Bien qu'âgé de vingt-neuf ans, Ernest a dû obtenir de sa mère restée à Ernes, une autorisation de mariage signée devant un notaire de Saint-Pierre-sur-Dives. Il est accompagné par deux amis ouvriers, l'un charron, comme lui, l'autre maréchal (*). Julie, de son côté, est entourée par sa famille. Son père Louis Jules et sa mère, Marie Augustine Charles, sont là, comme sont là deux oncles, Jacques Charles et Louis Fouilleul, pour servir de témoins. Après la traditionnelle lecture de l'article six du titre "du mariage" du Code civil, Julie et Ernest sont déclarés "unis par le mariage".Julie est bientôt enceinte. Le vingt-et-un novembre 1883, le nouveau couple a une fille, Jeanne Julie Augustine, qui naît à Argenteuil, 99 Grande rue, nouvelle résidence de la famille depuis le mois d'octobre.

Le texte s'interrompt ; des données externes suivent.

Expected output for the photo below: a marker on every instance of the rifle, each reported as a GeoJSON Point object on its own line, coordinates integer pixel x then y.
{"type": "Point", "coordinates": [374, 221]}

Un an plus tard, un second enfant naît. C'est un garçon, mon grand-père Pierrot. Pourquoi Julie Bouraine accouche-t-elle de Pierrot à Ernes ? Est-ce un retour aux sources pour Ernest, son mari ? En tout cas c'est l'occasion pour lui de voir sa famille restée à Ernes, au hameau de La Cavée, et de lui présenter sa femme Julie et sa fille Jeanne, âgée d'un an. Son frère Anatole et sa belle-sœur Valentine ont déjà trois enfants. Le petit dernier, Louis (*), a seulement un an et demi et Valentine est de nouveau enceinte (*). La mère d'Ernest et Anatole Louvel, Louise Orélie Langlinay, âgée de soixante-deux ans, vit aussi chez Anatole; son mari, Pierre Charles Louvel, le père des deux garçons, est décédé il y a déjà dix-sept ans à l'âge d'à peine quarante-deux ans. La grand-mère Marie Jeanne Clérisse, elle aussi est morte il y a bientôt trois ans. Le retour temporaire d'Ernest auprès de sa mère s'est sans doute fait avec l'idée qu'elle aiderait à l'accouchement. Enfin il est probable qu'Ernest soit également venu rendre visite à son premier fils, âgé de sept ans, resté à Magny-la-Campagne, à deux pas de là. Mais il ne sera pas question de prendre son garçon avec lui dans sa nouvelle famille. Après la naissance de leur garçon, Ernest, Julie et les enfants retournent en région parisienne et demeurent à Colombes, au lieu-dit les Quatre-Chemins.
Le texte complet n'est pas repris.